Being towards death

AI Voice Cloning

Today we will take a look at a very impressive AI voice cloning tool called Speaking AI, which can convert text into natural-sounding speech similar to that of a real person. It also supports users to clone their own voices for free.

I. Introduction to Speaking AI

Speaking AI is a startup company founded by Harry Zheng, whose team members are also Chinese. The company was established with the belief that conversational speech synthesis represents the future interface between humans and artificial intelligence. They aim to make voice cloning sound more natural and bring about fundamental changes in the way humans interact with AI.

Speaking AI currently has two main features: text-to-speech and voice cloning. The voice cloning feature is particularly outstanding, achieving a close-to-human speaking effect.

Speaking AI currently supports text-to-speech conversion in Chinese and English, and offers 5 celebrity voice templates for users to choose from. This feature is currently free, but may require queuing when there are many users. Speaking AI supports users to clone their own voices and the voices of others. You can choose to record 10 seconds of audio online or upload a local audio file, and then perform real-time conversion, which is very convenient to operate. The emotions and intonation used during recording will affect the final synthesis effect, and Speaking AI's model will autonomously select appropriate emotional tones based on the text content.

Note: When uploading someone else's voice, you need to obtain their consent, and the synthesized voice cannot be used for any illegal, fraudulent, or harmful purposes.

According to the founder, Speaking AI is currently in the V1 model stage, which is more like a trial demo with limited performance. This situation will be improved in the coming weeks. The official is already developing the V2 model, which will support more languages, have faster voice cloning speed, and higher quality.

In addition to Speaking AI recommended today, there are currently many mature AI voice generation applications and open-source tools on the market.

For example, Elevenlabs, which has been receiving a lot of attention, can clone users' personal voices and synthesize new voices in just a few minutes. It supports converting text into 28 languages including Chinese and can perform interpretations with different emotions. It has recently launched a video automatic translation and dubbing function. Elevenlabs has a wide range of applications in translation, film/game dubbing, audiobook production, and chatbot conversations. Its text-to-speech function can be used for free, and you can experience it by registering an account on their official website.

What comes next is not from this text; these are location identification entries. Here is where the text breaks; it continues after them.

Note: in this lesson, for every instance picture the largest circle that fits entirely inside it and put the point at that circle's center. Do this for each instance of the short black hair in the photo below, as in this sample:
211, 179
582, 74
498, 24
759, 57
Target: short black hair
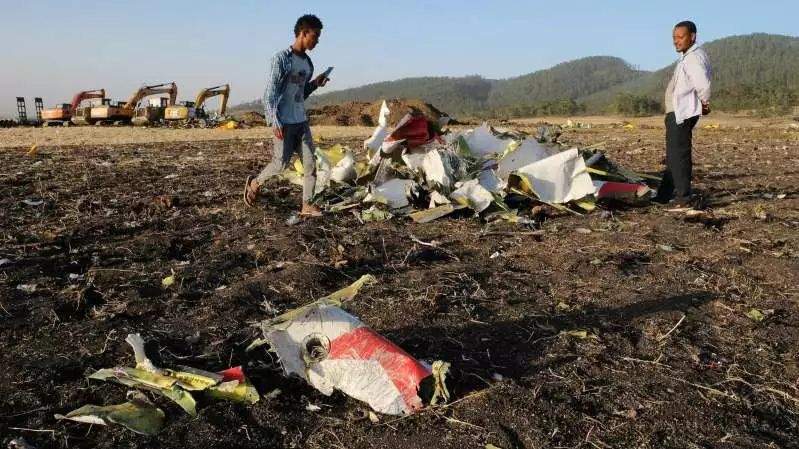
687, 24
307, 22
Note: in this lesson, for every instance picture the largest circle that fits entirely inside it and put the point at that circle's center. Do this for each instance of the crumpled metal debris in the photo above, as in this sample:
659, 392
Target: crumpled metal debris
177, 384
138, 415
418, 170
333, 350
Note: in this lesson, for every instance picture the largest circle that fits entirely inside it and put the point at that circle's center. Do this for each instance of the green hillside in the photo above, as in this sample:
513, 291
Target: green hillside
756, 71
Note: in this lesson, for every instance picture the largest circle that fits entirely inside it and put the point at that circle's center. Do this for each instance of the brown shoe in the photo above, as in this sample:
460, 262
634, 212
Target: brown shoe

NetEase Youdao's technical team in China open-sourced their self-developed speech synthesis (TTS) engine "EmotiVoice" in November. It currently supports both Chinese and English, with over 2000 different voices available. EmotiVoice also supports emotional synthesis, allowing the synthesis of voices with different feelings such as happiness, excitement, sadness, and anger. Their GitHub page provides a web interface and script interfaces for batch generation of results, and it can be used for free after installation.

I recently came across a new AI music synthesis tool called Musicfy AI online. It can convert hummed vocals into accompaniments of different types of instruments, which is very interesting. This may change the traditional music composition workflow, as people can easily create music using their voices. Those interested in music can give it a try.